Luciane Ferrareto, pesquisadora da EPSJV/Fiocruz, destaca que os dados refletem o impacto do machismo estrutural na vida das mulheres, que desde a infância enfrentam limitações em sua autonomia e liberdade. Na vida adulta, essa carga excessiva com responsabilidades, como cuidar de filhos e de familiares, pode contribuir para o agravamento dos problemas de saúde mental, resultando em abandono escolar e perda de vínculos sociais.
O psiquiatra Dartiu Silveira, professor da Universidade Federal de São Paulo (Unifesp), acredita que a pesquisa confirma observações feitas por profissionais da saúde mental. Segundo ele, jovens, especialmente os de baixa renda, estão mais vulneráveis a problemas sérios de saúde mental, frequentemente ignorados devido a preconceitos e falta de informação. Muitas vezes, a sociedade pressiona os jovens a agirem como se estivessem sempre bem, fazendo com que sintomas graves passem despercebidos.
A pesquisa também revelou que apenas 11,3% dos atendimentos na atenção primária à saúde realizados por jovens estão relacionados a problemas de saúde mental, um número que é menos da metade da média observada na população em geral, que é de 24,3%.
Para Sobrinho, os estigmas sociais ainda reduzem a visibilidade do sofrimento dos jovens, frequentemente considerado mera “frescura” pelas gerações mais velhas. Ele afirma que a nova geração está apenas expressando questões que sempre existiram e que agora requerem atenção e acolhimento.
A juventude apresenta também um maior risco de suicídio, com uma taxa de 31,2 casos por 100 mil habitantes, superando a média da população geral, que é de 24,7. Entre os povos indígenas, a situação é ainda mais alarmante, com a maior taxa de suicídios do país, que chega a 62,7 por 100 mil habitantes. Para homens indígenas de 20 a 24 anos, a taxa é de 107,9.
Sobrinho destaca que os dados sobre a população indígena revelam o impacto dos conflitos territoriais e as dificuldades de acesso a serviços de saúde apropriados em suas comunidades. Silveira acrescenta que a depressão é o principal fator de risco para suicídio, especialmente entre os jovens, onde o consumo de substâncias pode ser uma forma de automedicação para lidar com o sofrimento emocional.
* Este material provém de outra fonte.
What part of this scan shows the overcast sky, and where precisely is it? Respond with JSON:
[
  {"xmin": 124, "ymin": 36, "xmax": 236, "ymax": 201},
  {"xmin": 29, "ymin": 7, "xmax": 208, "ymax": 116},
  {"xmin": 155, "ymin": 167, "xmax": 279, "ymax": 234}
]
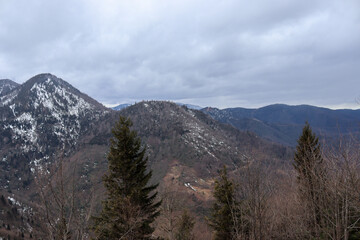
[{"xmin": 0, "ymin": 0, "xmax": 360, "ymax": 108}]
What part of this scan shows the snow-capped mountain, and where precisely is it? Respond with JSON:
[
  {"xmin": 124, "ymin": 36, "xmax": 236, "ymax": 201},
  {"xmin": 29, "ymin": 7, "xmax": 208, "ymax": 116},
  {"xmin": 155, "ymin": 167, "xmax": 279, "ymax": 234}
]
[
  {"xmin": 0, "ymin": 79, "xmax": 19, "ymax": 96},
  {"xmin": 0, "ymin": 74, "xmax": 109, "ymax": 191}
]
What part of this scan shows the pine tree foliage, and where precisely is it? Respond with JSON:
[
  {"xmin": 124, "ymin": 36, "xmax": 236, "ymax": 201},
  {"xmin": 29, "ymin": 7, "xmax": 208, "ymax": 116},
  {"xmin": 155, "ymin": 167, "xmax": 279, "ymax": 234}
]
[
  {"xmin": 175, "ymin": 210, "xmax": 195, "ymax": 240},
  {"xmin": 294, "ymin": 122, "xmax": 326, "ymax": 238},
  {"xmin": 208, "ymin": 166, "xmax": 238, "ymax": 240},
  {"xmin": 93, "ymin": 117, "xmax": 161, "ymax": 239}
]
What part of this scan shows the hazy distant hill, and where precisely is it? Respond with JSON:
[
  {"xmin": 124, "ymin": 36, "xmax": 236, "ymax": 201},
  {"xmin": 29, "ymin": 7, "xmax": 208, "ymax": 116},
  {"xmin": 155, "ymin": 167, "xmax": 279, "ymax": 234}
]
[{"xmin": 202, "ymin": 104, "xmax": 360, "ymax": 146}]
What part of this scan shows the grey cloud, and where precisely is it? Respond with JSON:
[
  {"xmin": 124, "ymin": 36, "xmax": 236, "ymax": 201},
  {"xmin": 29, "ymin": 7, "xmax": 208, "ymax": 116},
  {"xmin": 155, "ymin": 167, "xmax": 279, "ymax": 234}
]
[{"xmin": 0, "ymin": 0, "xmax": 360, "ymax": 107}]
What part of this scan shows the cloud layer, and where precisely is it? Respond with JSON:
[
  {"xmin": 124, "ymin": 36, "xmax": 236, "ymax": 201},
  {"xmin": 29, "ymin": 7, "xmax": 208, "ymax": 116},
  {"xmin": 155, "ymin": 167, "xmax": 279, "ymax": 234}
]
[{"xmin": 0, "ymin": 0, "xmax": 360, "ymax": 107}]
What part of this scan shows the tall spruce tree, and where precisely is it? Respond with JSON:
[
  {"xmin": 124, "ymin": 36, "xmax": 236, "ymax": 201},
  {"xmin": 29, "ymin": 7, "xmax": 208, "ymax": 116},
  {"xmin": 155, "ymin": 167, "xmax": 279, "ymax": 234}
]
[
  {"xmin": 294, "ymin": 122, "xmax": 326, "ymax": 239},
  {"xmin": 208, "ymin": 166, "xmax": 238, "ymax": 240},
  {"xmin": 93, "ymin": 117, "xmax": 161, "ymax": 239}
]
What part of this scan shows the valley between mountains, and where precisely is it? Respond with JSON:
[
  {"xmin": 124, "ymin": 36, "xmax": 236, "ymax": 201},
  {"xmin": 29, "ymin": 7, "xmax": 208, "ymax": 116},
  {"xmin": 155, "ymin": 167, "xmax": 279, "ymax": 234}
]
[{"xmin": 0, "ymin": 74, "xmax": 360, "ymax": 239}]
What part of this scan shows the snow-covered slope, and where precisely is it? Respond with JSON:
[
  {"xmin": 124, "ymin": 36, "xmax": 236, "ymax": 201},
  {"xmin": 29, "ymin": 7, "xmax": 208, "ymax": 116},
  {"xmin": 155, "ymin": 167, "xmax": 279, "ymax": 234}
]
[
  {"xmin": 0, "ymin": 74, "xmax": 109, "ymax": 190},
  {"xmin": 0, "ymin": 79, "xmax": 19, "ymax": 96}
]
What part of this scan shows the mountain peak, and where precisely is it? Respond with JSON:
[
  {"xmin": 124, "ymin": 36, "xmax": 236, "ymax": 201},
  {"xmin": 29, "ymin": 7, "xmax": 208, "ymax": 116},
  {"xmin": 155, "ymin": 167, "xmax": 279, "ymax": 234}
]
[{"xmin": 0, "ymin": 79, "xmax": 20, "ymax": 96}]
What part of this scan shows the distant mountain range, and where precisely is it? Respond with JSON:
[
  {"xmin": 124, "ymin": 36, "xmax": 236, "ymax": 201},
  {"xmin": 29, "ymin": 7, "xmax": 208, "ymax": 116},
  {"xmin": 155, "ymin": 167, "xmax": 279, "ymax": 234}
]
[
  {"xmin": 202, "ymin": 104, "xmax": 360, "ymax": 146},
  {"xmin": 111, "ymin": 103, "xmax": 202, "ymax": 111},
  {"xmin": 0, "ymin": 74, "xmax": 291, "ymax": 236},
  {"xmin": 0, "ymin": 74, "xmax": 360, "ymax": 236}
]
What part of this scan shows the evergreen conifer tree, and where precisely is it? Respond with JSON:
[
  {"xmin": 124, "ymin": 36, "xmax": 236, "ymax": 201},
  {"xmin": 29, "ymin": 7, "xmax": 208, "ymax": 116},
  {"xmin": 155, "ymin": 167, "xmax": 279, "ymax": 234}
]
[
  {"xmin": 208, "ymin": 166, "xmax": 238, "ymax": 240},
  {"xmin": 294, "ymin": 122, "xmax": 326, "ymax": 238},
  {"xmin": 93, "ymin": 117, "xmax": 161, "ymax": 239},
  {"xmin": 175, "ymin": 210, "xmax": 195, "ymax": 240}
]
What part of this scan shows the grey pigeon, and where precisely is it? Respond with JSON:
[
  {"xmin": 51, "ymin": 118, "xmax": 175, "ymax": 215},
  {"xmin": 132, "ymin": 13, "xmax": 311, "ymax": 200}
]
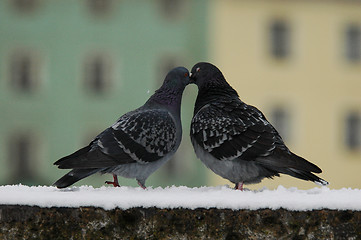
[
  {"xmin": 190, "ymin": 62, "xmax": 328, "ymax": 190},
  {"xmin": 54, "ymin": 67, "xmax": 189, "ymax": 188}
]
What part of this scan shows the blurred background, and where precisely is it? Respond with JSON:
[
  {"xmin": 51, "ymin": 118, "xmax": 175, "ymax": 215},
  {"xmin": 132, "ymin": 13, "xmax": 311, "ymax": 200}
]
[{"xmin": 0, "ymin": 0, "xmax": 361, "ymax": 189}]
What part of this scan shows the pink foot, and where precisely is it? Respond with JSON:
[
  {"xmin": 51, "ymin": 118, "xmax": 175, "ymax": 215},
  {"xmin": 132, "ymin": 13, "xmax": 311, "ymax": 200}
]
[
  {"xmin": 234, "ymin": 182, "xmax": 243, "ymax": 191},
  {"xmin": 105, "ymin": 174, "xmax": 120, "ymax": 187}
]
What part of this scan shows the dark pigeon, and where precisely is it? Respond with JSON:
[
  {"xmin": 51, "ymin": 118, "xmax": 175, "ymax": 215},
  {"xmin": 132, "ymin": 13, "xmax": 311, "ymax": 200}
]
[
  {"xmin": 54, "ymin": 67, "xmax": 189, "ymax": 188},
  {"xmin": 190, "ymin": 62, "xmax": 328, "ymax": 189}
]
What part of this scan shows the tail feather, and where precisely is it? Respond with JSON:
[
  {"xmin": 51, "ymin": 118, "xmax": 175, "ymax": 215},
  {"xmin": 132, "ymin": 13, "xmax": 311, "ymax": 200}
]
[
  {"xmin": 53, "ymin": 168, "xmax": 102, "ymax": 188},
  {"xmin": 54, "ymin": 145, "xmax": 119, "ymax": 169},
  {"xmin": 284, "ymin": 168, "xmax": 328, "ymax": 186},
  {"xmin": 257, "ymin": 151, "xmax": 328, "ymax": 185}
]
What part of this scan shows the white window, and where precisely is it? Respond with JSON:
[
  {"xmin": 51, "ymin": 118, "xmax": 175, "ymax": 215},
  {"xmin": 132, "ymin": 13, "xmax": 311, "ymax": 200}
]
[
  {"xmin": 270, "ymin": 107, "xmax": 291, "ymax": 141},
  {"xmin": 345, "ymin": 112, "xmax": 361, "ymax": 150},
  {"xmin": 84, "ymin": 54, "xmax": 112, "ymax": 94},
  {"xmin": 270, "ymin": 20, "xmax": 290, "ymax": 59},
  {"xmin": 9, "ymin": 51, "xmax": 40, "ymax": 93}
]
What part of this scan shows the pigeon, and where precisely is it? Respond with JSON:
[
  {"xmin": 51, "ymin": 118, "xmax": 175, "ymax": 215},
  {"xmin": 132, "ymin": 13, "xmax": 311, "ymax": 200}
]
[
  {"xmin": 190, "ymin": 62, "xmax": 328, "ymax": 190},
  {"xmin": 54, "ymin": 67, "xmax": 190, "ymax": 189}
]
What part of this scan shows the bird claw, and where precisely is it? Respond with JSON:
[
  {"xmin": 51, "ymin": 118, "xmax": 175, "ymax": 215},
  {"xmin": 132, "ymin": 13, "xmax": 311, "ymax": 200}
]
[
  {"xmin": 234, "ymin": 182, "xmax": 243, "ymax": 191},
  {"xmin": 105, "ymin": 174, "xmax": 120, "ymax": 187}
]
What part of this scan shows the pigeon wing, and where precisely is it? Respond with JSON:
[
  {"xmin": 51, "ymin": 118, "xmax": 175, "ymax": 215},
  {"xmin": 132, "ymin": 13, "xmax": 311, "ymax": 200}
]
[
  {"xmin": 96, "ymin": 109, "xmax": 177, "ymax": 163},
  {"xmin": 191, "ymin": 99, "xmax": 285, "ymax": 160}
]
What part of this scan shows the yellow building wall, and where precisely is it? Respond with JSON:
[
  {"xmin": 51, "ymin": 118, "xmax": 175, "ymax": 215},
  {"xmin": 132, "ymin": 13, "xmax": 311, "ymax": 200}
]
[{"xmin": 205, "ymin": 0, "xmax": 361, "ymax": 189}]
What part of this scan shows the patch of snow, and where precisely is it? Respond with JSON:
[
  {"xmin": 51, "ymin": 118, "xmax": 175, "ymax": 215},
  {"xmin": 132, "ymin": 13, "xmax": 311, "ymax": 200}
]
[{"xmin": 0, "ymin": 185, "xmax": 361, "ymax": 211}]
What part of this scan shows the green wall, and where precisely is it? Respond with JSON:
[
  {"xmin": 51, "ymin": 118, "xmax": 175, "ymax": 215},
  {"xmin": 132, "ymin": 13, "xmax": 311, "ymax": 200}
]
[{"xmin": 0, "ymin": 0, "xmax": 207, "ymax": 186}]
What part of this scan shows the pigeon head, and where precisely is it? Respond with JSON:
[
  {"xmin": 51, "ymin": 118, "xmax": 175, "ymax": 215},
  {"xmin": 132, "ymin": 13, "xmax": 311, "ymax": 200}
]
[
  {"xmin": 161, "ymin": 67, "xmax": 189, "ymax": 91},
  {"xmin": 148, "ymin": 67, "xmax": 189, "ymax": 106},
  {"xmin": 190, "ymin": 62, "xmax": 228, "ymax": 88}
]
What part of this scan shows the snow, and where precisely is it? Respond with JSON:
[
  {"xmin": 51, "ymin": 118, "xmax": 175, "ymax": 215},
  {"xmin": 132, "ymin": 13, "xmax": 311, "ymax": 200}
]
[{"xmin": 0, "ymin": 185, "xmax": 361, "ymax": 211}]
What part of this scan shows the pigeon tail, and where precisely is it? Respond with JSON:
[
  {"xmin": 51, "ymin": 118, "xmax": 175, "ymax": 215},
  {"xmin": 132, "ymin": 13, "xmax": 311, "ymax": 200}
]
[
  {"xmin": 54, "ymin": 145, "xmax": 119, "ymax": 169},
  {"xmin": 284, "ymin": 168, "xmax": 329, "ymax": 186},
  {"xmin": 53, "ymin": 168, "xmax": 101, "ymax": 188}
]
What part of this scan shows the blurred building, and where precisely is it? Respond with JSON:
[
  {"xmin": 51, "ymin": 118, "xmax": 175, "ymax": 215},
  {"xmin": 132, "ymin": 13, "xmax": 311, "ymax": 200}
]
[
  {"xmin": 0, "ymin": 0, "xmax": 361, "ymax": 191},
  {"xmin": 0, "ymin": 0, "xmax": 207, "ymax": 186},
  {"xmin": 207, "ymin": 0, "xmax": 361, "ymax": 188}
]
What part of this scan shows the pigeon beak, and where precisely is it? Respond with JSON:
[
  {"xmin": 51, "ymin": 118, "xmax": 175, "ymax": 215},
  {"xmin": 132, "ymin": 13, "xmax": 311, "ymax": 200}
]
[{"xmin": 189, "ymin": 73, "xmax": 196, "ymax": 84}]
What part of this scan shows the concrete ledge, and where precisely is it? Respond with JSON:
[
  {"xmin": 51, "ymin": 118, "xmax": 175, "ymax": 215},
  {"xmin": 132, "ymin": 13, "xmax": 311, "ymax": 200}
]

Outro ponto importante é que o risco de suicídio dobra quando um jovem com depressão também faz uso abusivo de álcool ou outras drogas. Mudanças significativas de comportamento, como tristeza persistente, apatia e falta de motivação, também configuram um quadro preocupante. No caso do uso de substâncias, a frequência é um indicador crucial de alerta.
Silveira aponta que a internação se torna essencial quando há sinais de depressão grave, especialmente se há risco de suicídio, mas ressalta que é viável tratar fora do hospital quando há suporte familiar e uma rede de apoio ativa. Em situações de dependência química, ele alerta que a internação não é sempre a melhor abordagem e pode ter baixo sucesso em casos involuntários. Ele enfatiza que o tratamento ambulatorial é mais eficaz, a menos que haja severidade associada a depressão grave ou risco de suicídio.